Biz Allah’a âidiz ve vakti geldiğinde elbette O’na döneceğiz… [Bakara, 156]

- Aah erenlerim, dünyada iki büyük âmil vardır: Biri mârifet biri aşktır. Aşka mazhar olmayan bir insan yeryüzünde daimi surette vücudu zindanında mahpus kalmaya mahkumdur.
- Bir niyaz vardı eski zaman tekkelerinde asılı duran: İlahî ente maksudî ve rizake matlubî; âtini muhabbetike ve marifetike… Ya Rabbi maksudum sensin senin hoşnutluğunu taleb ederim, bize aşkını ve marifeti ikram eyle mealinde…


ilahi_ente_maksudi.jpg



Ârife eşyâda esmâ görünür,
Cümle esmâda müsemmâ görünür,
Bu Niyâzi’den de Mevlâ görünür,
Âdem isen “semme vechu’llâh”ı bul,
Kande baksan ol güzel Allâhı gör.


…Nereye dönerseniz Allah’ın yüzü (zatı) oradadır…
[Bakara, 115]






- Eyvallah, işte böylece aslını bulmak, bir kamil rehber bulmakla olur.
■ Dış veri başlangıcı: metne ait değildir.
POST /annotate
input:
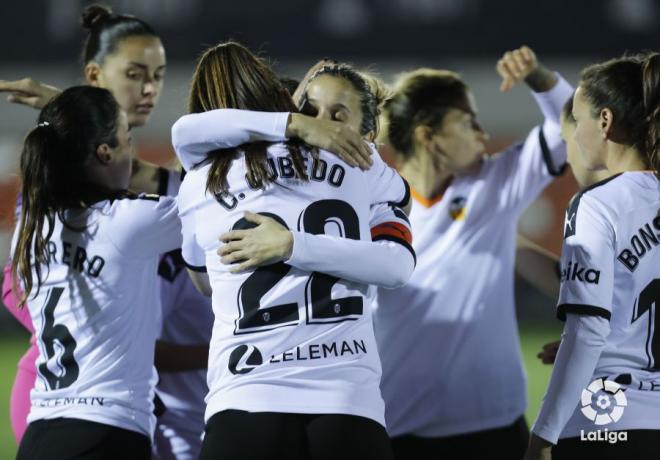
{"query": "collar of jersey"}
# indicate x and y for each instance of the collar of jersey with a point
(427, 203)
Onu burada hayatta iken bulursan maksat hasıl olur, veyahut bulmak ve aramak yolunda o şevk ve o taleple ölürsen orada da bulursun inşallah.

Ya Rabbi, Ademzede olan bizler için babamızın ilim mirâsına konup onun halifeliğini icra edenlerden, aynı suretle esma-i ilahiyeye varis olanlarda eyle, Zaten bizleri “insan” suretinde yaratmışsın meded ü inayet eyleyiver de alem sahnesinde “insan-lık” yapalım.
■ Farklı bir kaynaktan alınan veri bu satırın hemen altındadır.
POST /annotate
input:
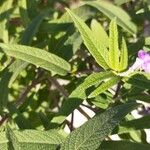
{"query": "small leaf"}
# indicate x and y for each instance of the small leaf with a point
(37, 57)
(104, 86)
(113, 46)
(99, 33)
(32, 28)
(90, 135)
(123, 56)
(99, 53)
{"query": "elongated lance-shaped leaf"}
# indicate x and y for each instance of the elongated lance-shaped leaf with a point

Muhabbet-i Ehli beyt-i Mustafa üzerlerimize sâyebân,
Vakt-i şerif, sebeb-i gufran, aleme bayram olan Cuma,
ömür ve şahsiyetlerimiz, ahir ve akibet,
zahir ve batınlarımız hayrola,

Aşk ola, aşk ile dola, Aşkullah,
Muhabbettullah, Marifetullah,
Şevkullah ve Zikrullah gönüllere nakşola erenler

Umalım ki Mevlam söylediklerimizi önce bize duyursun,
sonra ihtiyacı olanlara tesir buyursun. . .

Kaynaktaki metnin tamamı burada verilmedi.